1. The problem statement, all variables and given/known data

A street lamp weighs 150N. Its supported by two wires that form an angle of 120 degrees with each other. The tension in the wires are equal.
a) what is the tension in each wire supporting the street lamp?
b) If the angle between the wires is reduced to 90 degrees, what is the tension in each wire?

2. Formulas Needed

no clue. sorry

3. Attempts
I don't know any of this so I couldn't even attempt to do it. I don't know where to even start

2. Jan 15, 2009

### rock.freak667

Draw the free body diagram with all the forces acting. Then split then tensions in the wires into x and y components. Then use the fact that for equilibrium, the sum of the forces in a specified direction is zero.

3. Jan 15, 2009

### LowlyPion

Welcome to PF.

Maybe you shouldn't be so hard on your teacher? At least the teacher likely knows how to figure the problem?

But as to equations this is a matter of resolving the force vectors from the information given.
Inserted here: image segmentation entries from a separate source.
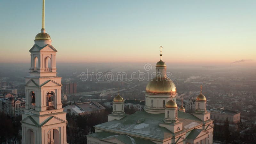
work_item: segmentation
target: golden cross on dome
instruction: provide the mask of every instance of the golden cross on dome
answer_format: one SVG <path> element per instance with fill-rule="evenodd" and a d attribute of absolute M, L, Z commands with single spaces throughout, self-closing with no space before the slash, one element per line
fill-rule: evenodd
<path fill-rule="evenodd" d="M 201 92 L 200 92 L 200 93 L 202 93 L 202 85 L 201 85 Z"/>
<path fill-rule="evenodd" d="M 164 48 L 162 45 L 160 46 L 159 48 L 160 49 L 160 59 L 162 60 L 162 49 Z"/>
Drawing a diagram should be helpful.

You know what the vertical components of the tension must be in the two lines, hence you should be able to figure the Tension itself.

4. Jan 15, 2009

### WakeOfBeauty

this doesnt help at all.

5. Jan 15, 2009

### LowlyPion

6. Jan 15, 2009

### WakeOfBeauty

'kay, i figured it out on my own already. bye :)

7. Jan 15, 2009

### LowlyPion

That's great. The system works and you learned how to solve the problem.

If someone had told you the answer you might have difficulty come exam time.